The Taliban have reportedly captured the city of Ghazni located just 150 km (95 miles) from Afghanistan's capital Kabul. News agency AFP quoted a senior lawmaker as saying that the Taliban now control all the important installations in Ghazni, including the governor's office.
"The Taliban took control of the key areas of the city- the governor's office, the police headquarters and the prison," AFP reported quoting Nasir Ahmad Faqiri, head of the provincial council.
Faqiri said that fighting between the insurgents and government forces was continuing in the region, however, a major part of the city had fallen in the insurgents' hands.
The fall of the strategically important city came just hours after the Taliban captured a police headquarters on Thursday in a provincial capital in southern Afghanistan.

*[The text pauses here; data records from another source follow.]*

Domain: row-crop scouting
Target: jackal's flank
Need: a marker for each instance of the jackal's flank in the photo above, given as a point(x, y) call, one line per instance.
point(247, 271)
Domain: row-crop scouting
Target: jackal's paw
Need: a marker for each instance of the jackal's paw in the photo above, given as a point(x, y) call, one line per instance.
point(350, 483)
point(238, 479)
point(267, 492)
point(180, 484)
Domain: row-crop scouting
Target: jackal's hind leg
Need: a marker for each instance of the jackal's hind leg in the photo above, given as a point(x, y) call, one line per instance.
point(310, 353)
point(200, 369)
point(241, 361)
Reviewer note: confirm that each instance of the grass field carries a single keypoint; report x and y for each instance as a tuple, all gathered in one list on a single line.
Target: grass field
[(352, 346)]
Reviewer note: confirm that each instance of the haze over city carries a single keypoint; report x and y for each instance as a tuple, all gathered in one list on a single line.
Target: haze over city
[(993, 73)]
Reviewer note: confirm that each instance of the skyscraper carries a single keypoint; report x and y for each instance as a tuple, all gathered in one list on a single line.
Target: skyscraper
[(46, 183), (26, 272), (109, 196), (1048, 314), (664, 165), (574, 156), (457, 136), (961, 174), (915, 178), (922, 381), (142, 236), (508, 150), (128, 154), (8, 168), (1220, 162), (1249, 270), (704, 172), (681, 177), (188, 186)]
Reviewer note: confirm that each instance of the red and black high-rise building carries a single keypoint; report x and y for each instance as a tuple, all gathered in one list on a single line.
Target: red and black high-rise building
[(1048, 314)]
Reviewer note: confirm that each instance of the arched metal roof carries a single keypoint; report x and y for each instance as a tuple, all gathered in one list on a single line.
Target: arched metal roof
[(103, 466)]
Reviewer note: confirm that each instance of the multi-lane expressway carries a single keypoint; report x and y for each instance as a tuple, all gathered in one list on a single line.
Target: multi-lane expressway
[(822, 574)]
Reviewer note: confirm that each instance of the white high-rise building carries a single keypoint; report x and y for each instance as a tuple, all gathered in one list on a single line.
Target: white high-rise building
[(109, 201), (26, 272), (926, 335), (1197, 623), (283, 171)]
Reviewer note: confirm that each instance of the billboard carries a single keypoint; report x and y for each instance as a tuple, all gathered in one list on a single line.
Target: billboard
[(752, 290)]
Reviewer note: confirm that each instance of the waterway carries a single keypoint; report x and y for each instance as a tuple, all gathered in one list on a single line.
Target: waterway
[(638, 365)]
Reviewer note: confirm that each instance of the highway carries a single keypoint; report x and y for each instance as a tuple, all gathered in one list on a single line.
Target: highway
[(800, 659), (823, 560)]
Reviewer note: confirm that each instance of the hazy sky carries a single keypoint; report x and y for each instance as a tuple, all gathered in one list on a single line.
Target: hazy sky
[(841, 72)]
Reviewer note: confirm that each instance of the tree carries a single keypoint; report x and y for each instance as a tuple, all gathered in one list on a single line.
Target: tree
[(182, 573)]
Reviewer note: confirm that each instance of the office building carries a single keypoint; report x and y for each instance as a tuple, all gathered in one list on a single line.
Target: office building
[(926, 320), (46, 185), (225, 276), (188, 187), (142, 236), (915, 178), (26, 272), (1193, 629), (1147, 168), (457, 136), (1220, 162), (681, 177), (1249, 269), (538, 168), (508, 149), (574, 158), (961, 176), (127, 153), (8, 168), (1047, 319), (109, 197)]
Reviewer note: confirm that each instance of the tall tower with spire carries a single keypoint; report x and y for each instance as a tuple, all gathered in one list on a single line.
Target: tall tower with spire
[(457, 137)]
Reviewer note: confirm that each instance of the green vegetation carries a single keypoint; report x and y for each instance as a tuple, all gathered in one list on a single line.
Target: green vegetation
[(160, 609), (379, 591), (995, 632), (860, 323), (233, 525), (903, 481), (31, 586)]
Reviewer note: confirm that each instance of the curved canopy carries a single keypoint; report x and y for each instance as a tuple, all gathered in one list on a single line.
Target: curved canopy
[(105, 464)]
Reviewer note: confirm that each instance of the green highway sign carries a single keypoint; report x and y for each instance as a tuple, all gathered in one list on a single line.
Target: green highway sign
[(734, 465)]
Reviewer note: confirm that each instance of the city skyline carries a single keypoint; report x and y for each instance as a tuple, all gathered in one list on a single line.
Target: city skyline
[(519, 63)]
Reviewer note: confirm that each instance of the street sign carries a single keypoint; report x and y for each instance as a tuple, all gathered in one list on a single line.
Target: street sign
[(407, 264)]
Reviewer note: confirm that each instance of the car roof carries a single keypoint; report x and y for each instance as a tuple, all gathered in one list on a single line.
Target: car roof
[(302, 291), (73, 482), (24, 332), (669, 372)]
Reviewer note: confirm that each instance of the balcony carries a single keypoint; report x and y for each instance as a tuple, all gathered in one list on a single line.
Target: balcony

Fighting raged in Lashkar Gah, one of Afghanistan's largest cities in the Taliban heartland of Helmand province, where surrounded government forces hoped to hold onto the capital after the militants' weeklong blitz has seen them already seized nine others around the country, news agency AP reported.
Afghan security forces and the government have not responded to repeated requests for comment over the days of fighting. However, President Ashraf Ghani is trying to rally a counteroffensive relying on his country's special forces, the militias of warlords and American airpower ahead of the US and NATO withdraw at the end of the month.
While the capital of Kabul itself has not been directly threatened in the advance, the stunning speed of the offensive raises questions of how long the Afghan government can maintain control of the slivers of the country it has left.